Tout d’abord, "ne pas reconnaître" l’illégalité des colonies implique
de ne reconnaître aucun effet lié à leur existence. En étiquetant les
produits des colonies, l’Europe admettrait la légitimité du commerce
avec ces entités illégales et reconnaîtrait dans sa législation
l’activité économique qui y est conduite. Cela revient à accepter le
point de vue du gouvernement israélien selon lequel ces produits n’ont
rien d’illégal, bien qu’ils soient fabriqués sur des terres
confisquées aux Palestiniens et en utilisant les ressources naturelles
issues de leur territoire. L’apposition d’un label "fabriqué dans les
colonies israéliennes" aurait cet effet singulier de dûment identifier
des marchandises trouvant leur origine dans des activités contraires au
droit international, tout en approuvant le fait qu’elles puissent être
librement importées et commercialisées sur le marché européen.

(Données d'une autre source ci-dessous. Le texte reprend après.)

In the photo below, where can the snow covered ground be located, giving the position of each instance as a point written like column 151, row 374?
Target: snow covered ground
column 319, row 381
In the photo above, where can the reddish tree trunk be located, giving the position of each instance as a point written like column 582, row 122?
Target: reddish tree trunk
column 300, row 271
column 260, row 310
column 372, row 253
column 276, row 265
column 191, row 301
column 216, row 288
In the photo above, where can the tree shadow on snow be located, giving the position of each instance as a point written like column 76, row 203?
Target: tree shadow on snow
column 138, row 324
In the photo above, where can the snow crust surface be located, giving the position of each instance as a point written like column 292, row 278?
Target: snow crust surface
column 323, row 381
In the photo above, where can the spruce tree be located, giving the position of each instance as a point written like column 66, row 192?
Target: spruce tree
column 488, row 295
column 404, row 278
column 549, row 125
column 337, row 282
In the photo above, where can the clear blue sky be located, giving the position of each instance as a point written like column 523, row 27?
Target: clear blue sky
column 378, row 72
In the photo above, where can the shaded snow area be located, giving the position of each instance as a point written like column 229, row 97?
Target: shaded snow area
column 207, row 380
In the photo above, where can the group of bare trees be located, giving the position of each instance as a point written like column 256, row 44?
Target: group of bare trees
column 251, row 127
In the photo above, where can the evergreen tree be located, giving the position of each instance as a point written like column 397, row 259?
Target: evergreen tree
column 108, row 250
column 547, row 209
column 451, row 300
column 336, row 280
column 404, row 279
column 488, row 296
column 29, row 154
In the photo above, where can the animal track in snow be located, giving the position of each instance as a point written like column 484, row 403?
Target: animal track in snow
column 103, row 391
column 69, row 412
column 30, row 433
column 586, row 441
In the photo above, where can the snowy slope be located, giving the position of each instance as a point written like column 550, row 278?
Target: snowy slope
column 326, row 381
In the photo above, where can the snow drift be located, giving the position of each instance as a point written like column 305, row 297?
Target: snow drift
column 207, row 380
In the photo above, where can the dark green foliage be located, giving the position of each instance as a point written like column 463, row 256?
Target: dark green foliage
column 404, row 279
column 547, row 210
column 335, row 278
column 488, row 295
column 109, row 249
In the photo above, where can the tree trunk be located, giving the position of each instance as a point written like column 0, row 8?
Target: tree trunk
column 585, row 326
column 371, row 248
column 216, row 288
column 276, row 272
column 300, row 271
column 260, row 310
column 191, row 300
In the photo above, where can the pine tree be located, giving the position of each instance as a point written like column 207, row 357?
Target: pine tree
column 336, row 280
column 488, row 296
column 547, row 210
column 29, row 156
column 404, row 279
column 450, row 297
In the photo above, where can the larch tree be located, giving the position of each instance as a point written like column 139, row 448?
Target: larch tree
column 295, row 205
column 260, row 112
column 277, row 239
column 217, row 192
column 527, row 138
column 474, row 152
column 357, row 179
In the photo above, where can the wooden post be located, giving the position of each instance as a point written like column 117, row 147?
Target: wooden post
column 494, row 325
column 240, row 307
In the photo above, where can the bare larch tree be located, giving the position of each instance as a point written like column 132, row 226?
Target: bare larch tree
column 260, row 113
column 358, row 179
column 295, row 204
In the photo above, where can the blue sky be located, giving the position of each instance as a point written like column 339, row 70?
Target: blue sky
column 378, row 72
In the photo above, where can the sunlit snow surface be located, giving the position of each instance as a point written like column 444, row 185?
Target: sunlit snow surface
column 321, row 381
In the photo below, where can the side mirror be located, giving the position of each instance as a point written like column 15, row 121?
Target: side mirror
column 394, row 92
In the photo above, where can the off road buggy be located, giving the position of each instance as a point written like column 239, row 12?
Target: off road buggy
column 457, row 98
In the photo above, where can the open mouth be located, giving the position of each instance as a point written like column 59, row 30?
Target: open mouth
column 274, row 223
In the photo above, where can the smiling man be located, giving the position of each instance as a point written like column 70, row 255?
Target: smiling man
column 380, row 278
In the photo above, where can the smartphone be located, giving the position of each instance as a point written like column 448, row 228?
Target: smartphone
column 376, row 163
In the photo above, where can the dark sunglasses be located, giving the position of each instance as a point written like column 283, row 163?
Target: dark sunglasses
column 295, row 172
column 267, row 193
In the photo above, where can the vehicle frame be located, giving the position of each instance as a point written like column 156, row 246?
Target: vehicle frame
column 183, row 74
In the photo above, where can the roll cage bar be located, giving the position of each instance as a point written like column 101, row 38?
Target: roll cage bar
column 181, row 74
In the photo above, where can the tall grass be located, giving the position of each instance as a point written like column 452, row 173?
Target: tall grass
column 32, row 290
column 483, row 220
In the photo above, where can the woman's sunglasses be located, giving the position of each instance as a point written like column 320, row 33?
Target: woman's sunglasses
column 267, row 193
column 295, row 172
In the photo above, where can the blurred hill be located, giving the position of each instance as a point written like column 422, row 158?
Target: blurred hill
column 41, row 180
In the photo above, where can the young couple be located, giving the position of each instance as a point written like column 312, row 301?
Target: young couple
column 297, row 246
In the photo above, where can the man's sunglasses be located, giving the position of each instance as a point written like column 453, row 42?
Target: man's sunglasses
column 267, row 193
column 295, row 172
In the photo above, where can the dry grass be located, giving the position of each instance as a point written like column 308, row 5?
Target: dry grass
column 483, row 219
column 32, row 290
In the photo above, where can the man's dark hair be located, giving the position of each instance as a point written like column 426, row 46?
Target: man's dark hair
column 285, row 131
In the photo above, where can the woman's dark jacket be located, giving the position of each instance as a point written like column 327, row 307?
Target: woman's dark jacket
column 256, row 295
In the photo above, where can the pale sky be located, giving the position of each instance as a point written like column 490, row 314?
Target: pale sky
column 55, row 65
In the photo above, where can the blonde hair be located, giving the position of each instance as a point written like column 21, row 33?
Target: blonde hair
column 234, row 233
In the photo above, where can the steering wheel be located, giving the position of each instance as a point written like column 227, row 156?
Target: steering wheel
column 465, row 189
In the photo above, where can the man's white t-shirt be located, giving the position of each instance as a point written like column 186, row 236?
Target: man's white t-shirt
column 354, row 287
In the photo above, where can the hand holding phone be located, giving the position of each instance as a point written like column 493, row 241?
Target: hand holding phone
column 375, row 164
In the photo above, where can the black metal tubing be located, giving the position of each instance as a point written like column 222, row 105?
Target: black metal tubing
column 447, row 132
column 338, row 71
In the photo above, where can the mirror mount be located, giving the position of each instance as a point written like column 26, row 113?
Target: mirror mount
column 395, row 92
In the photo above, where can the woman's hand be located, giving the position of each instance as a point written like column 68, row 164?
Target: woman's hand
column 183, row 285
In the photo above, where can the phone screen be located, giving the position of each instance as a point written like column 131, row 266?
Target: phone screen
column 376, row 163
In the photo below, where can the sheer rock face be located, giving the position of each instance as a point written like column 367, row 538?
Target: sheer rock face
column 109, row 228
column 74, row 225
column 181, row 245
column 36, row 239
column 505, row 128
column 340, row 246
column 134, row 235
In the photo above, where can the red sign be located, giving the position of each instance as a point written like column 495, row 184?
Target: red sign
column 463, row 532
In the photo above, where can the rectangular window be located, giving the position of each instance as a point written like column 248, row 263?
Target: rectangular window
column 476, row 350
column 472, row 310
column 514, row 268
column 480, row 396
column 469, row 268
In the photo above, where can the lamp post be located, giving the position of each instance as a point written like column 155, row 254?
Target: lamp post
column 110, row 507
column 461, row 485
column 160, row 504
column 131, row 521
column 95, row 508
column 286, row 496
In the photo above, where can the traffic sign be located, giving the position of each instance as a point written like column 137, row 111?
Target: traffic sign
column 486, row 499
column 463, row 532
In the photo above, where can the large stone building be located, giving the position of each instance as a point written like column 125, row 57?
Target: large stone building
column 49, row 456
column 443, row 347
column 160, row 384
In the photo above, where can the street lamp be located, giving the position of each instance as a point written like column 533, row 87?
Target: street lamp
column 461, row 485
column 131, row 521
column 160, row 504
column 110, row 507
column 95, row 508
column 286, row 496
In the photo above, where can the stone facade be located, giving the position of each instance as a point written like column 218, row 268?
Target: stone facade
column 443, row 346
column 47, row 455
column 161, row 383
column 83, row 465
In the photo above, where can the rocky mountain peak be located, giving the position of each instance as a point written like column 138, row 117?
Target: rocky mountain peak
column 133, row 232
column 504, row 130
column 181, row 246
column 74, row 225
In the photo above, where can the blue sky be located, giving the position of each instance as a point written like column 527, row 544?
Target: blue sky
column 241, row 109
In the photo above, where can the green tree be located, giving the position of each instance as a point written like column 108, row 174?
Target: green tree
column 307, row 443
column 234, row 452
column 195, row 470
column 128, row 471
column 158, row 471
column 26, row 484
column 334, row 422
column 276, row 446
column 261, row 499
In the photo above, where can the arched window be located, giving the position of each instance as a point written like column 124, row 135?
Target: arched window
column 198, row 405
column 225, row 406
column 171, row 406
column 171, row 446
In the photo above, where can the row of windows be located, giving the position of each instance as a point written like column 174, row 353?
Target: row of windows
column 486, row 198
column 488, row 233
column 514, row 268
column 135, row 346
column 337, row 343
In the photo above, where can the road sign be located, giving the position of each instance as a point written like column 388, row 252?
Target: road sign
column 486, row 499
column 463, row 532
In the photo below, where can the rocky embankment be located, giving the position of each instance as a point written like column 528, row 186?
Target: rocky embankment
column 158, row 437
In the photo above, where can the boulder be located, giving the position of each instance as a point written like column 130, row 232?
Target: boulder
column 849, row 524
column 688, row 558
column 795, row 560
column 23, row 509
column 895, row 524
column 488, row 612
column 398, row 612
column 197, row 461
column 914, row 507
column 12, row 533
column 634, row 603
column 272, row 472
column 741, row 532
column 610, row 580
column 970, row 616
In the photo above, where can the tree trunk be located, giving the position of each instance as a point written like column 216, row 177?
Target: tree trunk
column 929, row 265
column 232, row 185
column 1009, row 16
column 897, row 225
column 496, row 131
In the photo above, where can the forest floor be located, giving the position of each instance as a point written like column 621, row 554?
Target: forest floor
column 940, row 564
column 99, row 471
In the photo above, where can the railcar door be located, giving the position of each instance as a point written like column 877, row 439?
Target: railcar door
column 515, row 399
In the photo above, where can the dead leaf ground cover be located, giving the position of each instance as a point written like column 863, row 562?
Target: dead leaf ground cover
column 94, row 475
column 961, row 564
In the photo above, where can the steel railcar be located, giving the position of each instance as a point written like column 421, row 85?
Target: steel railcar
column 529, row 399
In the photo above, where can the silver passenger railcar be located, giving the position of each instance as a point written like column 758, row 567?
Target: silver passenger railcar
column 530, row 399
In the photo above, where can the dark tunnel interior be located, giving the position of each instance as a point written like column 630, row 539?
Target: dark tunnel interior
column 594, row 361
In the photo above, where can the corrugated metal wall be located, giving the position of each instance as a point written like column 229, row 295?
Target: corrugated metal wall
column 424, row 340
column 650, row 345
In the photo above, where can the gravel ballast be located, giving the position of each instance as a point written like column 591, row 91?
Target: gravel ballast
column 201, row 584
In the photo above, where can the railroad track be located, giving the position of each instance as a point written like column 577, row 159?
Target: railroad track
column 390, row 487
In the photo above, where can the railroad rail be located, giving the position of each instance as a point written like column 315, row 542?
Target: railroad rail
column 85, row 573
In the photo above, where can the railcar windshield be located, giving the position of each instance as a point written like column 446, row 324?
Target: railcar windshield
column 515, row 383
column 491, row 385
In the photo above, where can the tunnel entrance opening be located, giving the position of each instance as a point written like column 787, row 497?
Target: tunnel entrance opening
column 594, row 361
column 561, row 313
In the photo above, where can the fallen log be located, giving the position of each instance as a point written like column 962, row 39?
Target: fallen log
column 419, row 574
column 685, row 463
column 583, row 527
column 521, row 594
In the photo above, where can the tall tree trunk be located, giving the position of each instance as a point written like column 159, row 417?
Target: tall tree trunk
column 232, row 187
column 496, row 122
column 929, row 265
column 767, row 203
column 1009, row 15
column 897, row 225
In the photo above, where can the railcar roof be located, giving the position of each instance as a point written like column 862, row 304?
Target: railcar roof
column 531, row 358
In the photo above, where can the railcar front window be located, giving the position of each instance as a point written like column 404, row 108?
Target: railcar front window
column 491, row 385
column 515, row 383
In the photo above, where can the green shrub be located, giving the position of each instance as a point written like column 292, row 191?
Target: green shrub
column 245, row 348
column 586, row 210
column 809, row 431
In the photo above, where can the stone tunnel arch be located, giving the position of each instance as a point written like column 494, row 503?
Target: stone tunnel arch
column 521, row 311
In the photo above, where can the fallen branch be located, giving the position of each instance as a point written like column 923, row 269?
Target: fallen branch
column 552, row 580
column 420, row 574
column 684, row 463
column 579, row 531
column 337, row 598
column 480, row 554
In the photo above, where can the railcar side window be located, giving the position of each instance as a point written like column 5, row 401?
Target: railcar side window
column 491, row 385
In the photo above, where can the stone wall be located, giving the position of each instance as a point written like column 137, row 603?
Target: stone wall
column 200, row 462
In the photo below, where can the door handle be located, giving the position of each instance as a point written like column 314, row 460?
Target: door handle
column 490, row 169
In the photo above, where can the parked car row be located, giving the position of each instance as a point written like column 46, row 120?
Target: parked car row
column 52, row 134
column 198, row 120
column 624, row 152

Une telle
mesure paradoxale ne serait en réalité qu’une nouvelle démonstration de
l’incapacité politique européenne à prendre des positions cohérentes en
faveur d’un règlement du conflit israélo-palestinien.
Ensuite, l’étiquetage ne permettra pas davantage à l’Europe de
respecter son obligation de "ne pas prêter aide et assistance" au
maintien des colonies. Cette obligation suppose de ne leur fournir aucun
moyen de subsistance, y compris commercial et financier. Or, comme
vient de la rappeler le Conseil des droits de l’homme des Nations Unies
dans une résolution approuvée par les Etats de l’UE en mars dernier,
l’activité économique dans les colonies israéliennes contribue
directement à leur consolidation et leur extension, le nombre de colons
ayant doublé depuis 15 ans pour atteindre 600 000. L’étiquetage
spécifique dissuadera certes la frange des consommateurs européens les
plus avisés, mais il n’empêchera pas la poursuite de l’importation et de
la vente de ces produits sur le sol européen, contribuant au maintien
des activités industrielles et agricoles des colonies.
Une obligation d’interdire l’importation des produits des colonies
En réalité, pour se conformer pleinement au droit international,
c’est l’interdiction de l’importation des produits des colonies que
l’Europe doit décider et que les Etats membres doivent réclamer. Le
marché européen ne doit pas constituer un débouché à des activités
commerciales conduites dans des entités illégales.
Il est parfaitement
possible d’agir : refusant l’annexion de la Crimée par la Russie,
l’Europe a été cohérente en interdisant l’importation sur son sol des
produits originaires de Crimée, au nom du droit international. Une voie
identique devrait être suivie pour les colonies israéliennes.
Ghislain Poissonnier, François Dubuisson, Rabab Khairy, Claude Léostic, coordinateurs de la campagne "made in illegality".